Book Review: Freefall by Joseph Stiglitz

Joseph StiglitzThe flaky mortgage lending was aimed at exploiting the lower classes – he would say, deliberately. This is a clear and level-headed book on the causes of the American financial crash and the botched solutions to it.

Joseph Stiglitz is  a winner of the Nobel Prize in Economics, and a former head of the World Bank: hardly a political firebrand, but his book is deeply critical of the malfunctioning of the financial institutions and regulators which led to the crash, and the lack of truly systemic solutions since then. I have summed up key points from the book below.

  • There is a need for better measures of individual wellbeing – there is one created by the UNDP.
  • The US has limited individual security benefits, for fear of rewarding laziness or incompetence, yet in effect it has increased corporate security benefits (bailouts etc.)
  • “Rugged individualism combined with rampant materialism has led to an undermining of trust”.
  • “Securitization” removed any personal relationship between borrowers and lenders, and hence any scope to adjust or restructure problem loans.
  • “This crisis has exposed fissures in our society, between Wall Street and Main Street”.
  • We have seen an increasing short-termism, on the part of individuals, firms and government”.
  • He sees part of the role of government as to have a vision, to think longer-term. The system of campaign contributions and lobbyists makes this very difficult.
  • In 2010 “the total gap between what American homeowners owed and the value of their homes (was) between $700 and $900 billion.”
  • Commercial real estate also has a big “underwater” problem, i.e. the value of loans exceeds total value of property.
  • The way the Obama Government intervened to ‘rescue’ the banking sector has not restored lending to small/medium businesses, which is well below pre-2008 levels.
  • He cites evidence that the US treasury is overly identified with the interests of the building sector.
  • he talks of ‘Keynesian’ versus Hooverite approaches to recession, the first being that Government must increase spending, the latter that deficits must be cut to restore confidence. He gives many examples where this hasn’t worked.

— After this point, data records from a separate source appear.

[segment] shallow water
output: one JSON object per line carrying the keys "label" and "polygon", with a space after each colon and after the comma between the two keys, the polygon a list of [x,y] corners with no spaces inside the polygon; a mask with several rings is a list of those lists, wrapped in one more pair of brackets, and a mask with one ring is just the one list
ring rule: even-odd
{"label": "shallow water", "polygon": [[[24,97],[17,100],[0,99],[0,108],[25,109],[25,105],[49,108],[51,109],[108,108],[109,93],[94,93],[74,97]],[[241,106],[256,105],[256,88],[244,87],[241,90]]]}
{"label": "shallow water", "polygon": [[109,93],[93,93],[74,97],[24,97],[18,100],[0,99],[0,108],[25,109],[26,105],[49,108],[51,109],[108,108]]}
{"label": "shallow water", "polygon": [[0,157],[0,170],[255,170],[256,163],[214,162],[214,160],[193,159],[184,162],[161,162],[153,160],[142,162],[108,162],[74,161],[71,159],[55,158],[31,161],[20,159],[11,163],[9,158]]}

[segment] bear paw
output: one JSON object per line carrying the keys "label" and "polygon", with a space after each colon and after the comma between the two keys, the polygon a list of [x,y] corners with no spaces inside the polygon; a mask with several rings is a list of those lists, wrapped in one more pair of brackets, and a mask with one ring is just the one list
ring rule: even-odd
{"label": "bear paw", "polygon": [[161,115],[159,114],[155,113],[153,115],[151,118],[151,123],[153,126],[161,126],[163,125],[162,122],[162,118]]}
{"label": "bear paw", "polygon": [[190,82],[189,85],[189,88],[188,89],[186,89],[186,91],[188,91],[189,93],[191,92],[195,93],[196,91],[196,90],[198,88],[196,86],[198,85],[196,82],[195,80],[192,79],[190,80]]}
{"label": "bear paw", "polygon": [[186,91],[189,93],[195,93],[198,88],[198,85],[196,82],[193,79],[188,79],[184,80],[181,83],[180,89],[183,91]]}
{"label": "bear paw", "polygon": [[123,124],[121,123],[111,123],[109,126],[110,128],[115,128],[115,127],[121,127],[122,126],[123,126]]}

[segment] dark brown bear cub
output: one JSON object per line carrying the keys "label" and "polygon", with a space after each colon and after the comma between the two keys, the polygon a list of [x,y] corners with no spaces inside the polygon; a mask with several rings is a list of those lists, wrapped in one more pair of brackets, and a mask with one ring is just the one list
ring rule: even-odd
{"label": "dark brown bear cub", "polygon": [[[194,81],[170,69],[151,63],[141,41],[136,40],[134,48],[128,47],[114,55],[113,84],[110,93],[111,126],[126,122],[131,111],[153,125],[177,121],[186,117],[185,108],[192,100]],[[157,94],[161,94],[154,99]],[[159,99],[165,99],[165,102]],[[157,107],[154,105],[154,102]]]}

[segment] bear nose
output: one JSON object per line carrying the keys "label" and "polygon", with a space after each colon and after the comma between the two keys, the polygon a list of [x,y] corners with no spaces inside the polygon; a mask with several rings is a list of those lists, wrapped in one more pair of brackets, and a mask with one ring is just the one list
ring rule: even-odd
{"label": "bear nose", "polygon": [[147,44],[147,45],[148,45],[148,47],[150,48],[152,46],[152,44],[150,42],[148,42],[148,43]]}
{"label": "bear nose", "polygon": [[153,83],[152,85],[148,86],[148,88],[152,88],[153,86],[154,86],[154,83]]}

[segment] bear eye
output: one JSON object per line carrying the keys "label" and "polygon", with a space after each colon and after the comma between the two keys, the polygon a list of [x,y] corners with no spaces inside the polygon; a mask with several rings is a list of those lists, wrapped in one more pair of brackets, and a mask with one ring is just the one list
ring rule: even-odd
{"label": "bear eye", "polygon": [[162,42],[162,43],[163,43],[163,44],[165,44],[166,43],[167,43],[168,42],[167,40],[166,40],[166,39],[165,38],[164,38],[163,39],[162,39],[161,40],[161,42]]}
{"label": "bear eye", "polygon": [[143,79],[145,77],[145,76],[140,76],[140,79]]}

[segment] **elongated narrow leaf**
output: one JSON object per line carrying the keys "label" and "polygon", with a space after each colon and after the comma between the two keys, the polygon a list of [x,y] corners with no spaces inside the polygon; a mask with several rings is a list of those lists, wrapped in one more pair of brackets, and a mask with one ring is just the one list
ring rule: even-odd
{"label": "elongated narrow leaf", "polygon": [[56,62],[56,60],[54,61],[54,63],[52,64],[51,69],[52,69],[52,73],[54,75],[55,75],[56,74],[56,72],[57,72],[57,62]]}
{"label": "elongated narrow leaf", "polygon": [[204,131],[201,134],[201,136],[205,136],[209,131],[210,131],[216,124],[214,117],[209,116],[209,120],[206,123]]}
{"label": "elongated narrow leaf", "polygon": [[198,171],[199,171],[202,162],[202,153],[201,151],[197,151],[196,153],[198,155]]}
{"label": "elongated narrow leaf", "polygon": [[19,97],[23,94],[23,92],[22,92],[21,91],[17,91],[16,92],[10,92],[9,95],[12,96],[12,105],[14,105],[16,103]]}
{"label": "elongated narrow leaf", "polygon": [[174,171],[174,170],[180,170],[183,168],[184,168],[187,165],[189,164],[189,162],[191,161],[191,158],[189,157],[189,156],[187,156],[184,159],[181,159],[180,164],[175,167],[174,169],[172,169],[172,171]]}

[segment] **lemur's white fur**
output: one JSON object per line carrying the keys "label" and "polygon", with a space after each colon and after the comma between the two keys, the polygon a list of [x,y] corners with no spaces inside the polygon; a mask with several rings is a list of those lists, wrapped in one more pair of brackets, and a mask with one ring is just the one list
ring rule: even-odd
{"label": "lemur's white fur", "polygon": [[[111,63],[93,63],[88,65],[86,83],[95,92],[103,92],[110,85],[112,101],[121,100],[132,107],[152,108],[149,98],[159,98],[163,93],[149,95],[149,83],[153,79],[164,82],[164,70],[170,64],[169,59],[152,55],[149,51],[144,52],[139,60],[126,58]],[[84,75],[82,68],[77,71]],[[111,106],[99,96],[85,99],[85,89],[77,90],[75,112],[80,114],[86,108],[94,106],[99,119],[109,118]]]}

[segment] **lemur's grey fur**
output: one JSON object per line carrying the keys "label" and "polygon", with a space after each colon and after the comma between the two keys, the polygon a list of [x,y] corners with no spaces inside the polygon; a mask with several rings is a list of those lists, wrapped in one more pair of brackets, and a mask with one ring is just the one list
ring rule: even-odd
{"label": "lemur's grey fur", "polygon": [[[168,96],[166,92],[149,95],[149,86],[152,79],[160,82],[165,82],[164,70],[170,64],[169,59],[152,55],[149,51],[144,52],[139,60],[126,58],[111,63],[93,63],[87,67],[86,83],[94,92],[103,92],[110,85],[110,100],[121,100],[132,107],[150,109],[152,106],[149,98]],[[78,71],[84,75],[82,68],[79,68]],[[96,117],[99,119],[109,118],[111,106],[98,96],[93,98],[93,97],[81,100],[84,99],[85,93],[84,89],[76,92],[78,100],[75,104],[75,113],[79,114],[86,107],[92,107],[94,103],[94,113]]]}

The Dodd Frank Act of 2010, aimed at reforming financial regulation, is described by Stiglitz as “a Swiss cheese bill – seemingly strong, but with large holes”. Key elements are:

  1. Creation of an independent Consumer Financial Protection Bureau – a hopeful step.
  2. A systematic regulator – merely a council who advise the Fed.
  3. Curbs on excessive risk taking: pretty weak in actuality.
  4. Carbon derivatives: pretty weak in actuality.

He believes that the US “faces the risk of another major crisis within the next fifteen years” – most of the problems have barely been addressed. Trust remains low, and the global credibility of the US has been much weakened.